Real rootedness of a polynomial with binomial coefficients

Question

It is possible to show using diverse techniques that the following polynomial:

$$P_n(x)=1 + \binom{n}{2} x + \binom{n}{4} x^2 + \binom{n}{6} x^3 + \binom{n}{8} x^4 +\ldots + \binom{n}{2\lfloor\tfrac{n}{2}\rfloor} x^{\lfloor \frac{n}{2}\rfloor},$$

is real-rooted.

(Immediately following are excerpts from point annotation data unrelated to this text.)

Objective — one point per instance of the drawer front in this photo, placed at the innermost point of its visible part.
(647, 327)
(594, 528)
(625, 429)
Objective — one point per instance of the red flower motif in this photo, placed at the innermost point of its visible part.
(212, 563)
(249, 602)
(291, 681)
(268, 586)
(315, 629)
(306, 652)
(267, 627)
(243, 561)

For instance, it is an $s$-Eulerian polynomial, for which Savage and and Visontai in [1] have proved real-rootedness.

Here I ask for a very similar polynomial, which I think might be solved with some other technique that perhaps I am overlooking.

$$Q_n(x)=1 + \left(\binom{n}{2}-n\right) x + \binom{n}{4} x^2 + \binom{n}{6} x^3 + \binom{n}{8} x^4 +\ldots + \binom{n}{2\lfloor\tfrac{n}{2}\rfloor} x^{\lfloor \frac{n}{2}\rfloor},$$

This polynomial $Q_n(x) = P_n(x) - nx$ is the Ehrhart $h^*$-polynomial of the hypersimplex $\Delta_{2,n}$. There are several conjectures regarding unimodality/log-concavity/real-rootedness for the $h^*$-polynomial of an arbitrary hypersimplex $\Delta_{k,n}$, but for $k > 2$ the formulas are much more complicated.

Answer 1

Let's consider $n\geqslant 5$ case only ($n=1,2,3,4$ are straightforward). Then $Q_n$ has non-negative coefficients and we care on the number of negative roots of $Q_n$.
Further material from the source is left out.